Why we need this change?

Poor performance of pandas, easier to use with fewer cascade calls.

How we can modify?

roll+to_numpy: This is a very classic combination that must be called almost every time. For users, they probably don't need to know what roll is, since we can probably just keep to_numpy or numpy. Btw, these changes should not affect the use of to_torch_data_loader.

# API change
from bigdl.chronos.data import TSDataset
tsdata = TSDataset.from_pandas(..., lookback=48, horizon=1, with_split=False)
x, y = tsdata.to_numpy()  # like to_torch_data_loader

Optimize some existing APIs: Perhaps too many cascade calls are not necessary, we can change some cascade calls to properties. Classified according to framework, with some usage given.
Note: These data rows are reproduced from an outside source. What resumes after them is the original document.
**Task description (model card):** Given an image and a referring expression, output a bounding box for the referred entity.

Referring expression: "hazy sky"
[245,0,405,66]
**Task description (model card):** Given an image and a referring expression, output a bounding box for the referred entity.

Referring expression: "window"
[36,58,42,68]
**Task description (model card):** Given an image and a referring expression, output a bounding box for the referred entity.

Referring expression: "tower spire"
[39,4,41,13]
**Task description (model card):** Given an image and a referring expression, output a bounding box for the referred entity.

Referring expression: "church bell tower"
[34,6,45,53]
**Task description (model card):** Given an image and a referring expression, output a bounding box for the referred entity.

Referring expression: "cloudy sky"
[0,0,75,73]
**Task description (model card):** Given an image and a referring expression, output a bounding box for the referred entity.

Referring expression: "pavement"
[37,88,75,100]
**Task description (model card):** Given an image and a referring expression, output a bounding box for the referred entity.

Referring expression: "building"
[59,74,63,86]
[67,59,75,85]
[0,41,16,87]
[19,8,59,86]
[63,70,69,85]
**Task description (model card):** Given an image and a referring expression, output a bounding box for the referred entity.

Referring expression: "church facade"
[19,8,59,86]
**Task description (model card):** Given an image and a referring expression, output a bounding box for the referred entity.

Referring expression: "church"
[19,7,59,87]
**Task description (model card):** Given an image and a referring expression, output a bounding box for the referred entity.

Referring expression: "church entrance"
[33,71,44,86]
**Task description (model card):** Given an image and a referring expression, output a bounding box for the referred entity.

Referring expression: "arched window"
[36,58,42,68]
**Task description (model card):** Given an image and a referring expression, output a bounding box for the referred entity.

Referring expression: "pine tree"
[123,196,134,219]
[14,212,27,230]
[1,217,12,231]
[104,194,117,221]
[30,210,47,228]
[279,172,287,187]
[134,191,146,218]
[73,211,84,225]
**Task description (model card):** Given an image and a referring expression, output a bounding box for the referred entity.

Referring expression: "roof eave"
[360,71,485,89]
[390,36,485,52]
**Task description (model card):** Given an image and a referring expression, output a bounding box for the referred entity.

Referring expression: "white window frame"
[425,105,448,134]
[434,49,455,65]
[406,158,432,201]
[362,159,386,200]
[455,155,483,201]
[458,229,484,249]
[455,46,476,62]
Category	pandas	tsfresh	scikit-learn	other
Method	deduplicate/impute/resample	gen_dt_feature/gen_global_feature/gen_rolling_feature	scale/unscale/unscale_numpy	to_tf_dataset/to_numpy/to_torch_data_loader/to_pandas
Advice	Change to attributes	No change	Calling `scale` will change the source data, can we leave the original data unchanged so we don't need `unscale` and `unscale_numpy` either?	Merge roll(exclude to_pandas/to_torch_data_loader)

# Change pandas-related methods to attributes.
tsdata = TSDataset.from_pandas(..., impute=True, impute_mode="const",
                               const_num=0, deduplicate=True,
                               resample=True, interval='s', start_time=None,
                               end_time=None, merge_mode='mean', with_split=False)

We can use Descriptor and Property to manage properties and methods, more info, please refer to #5656.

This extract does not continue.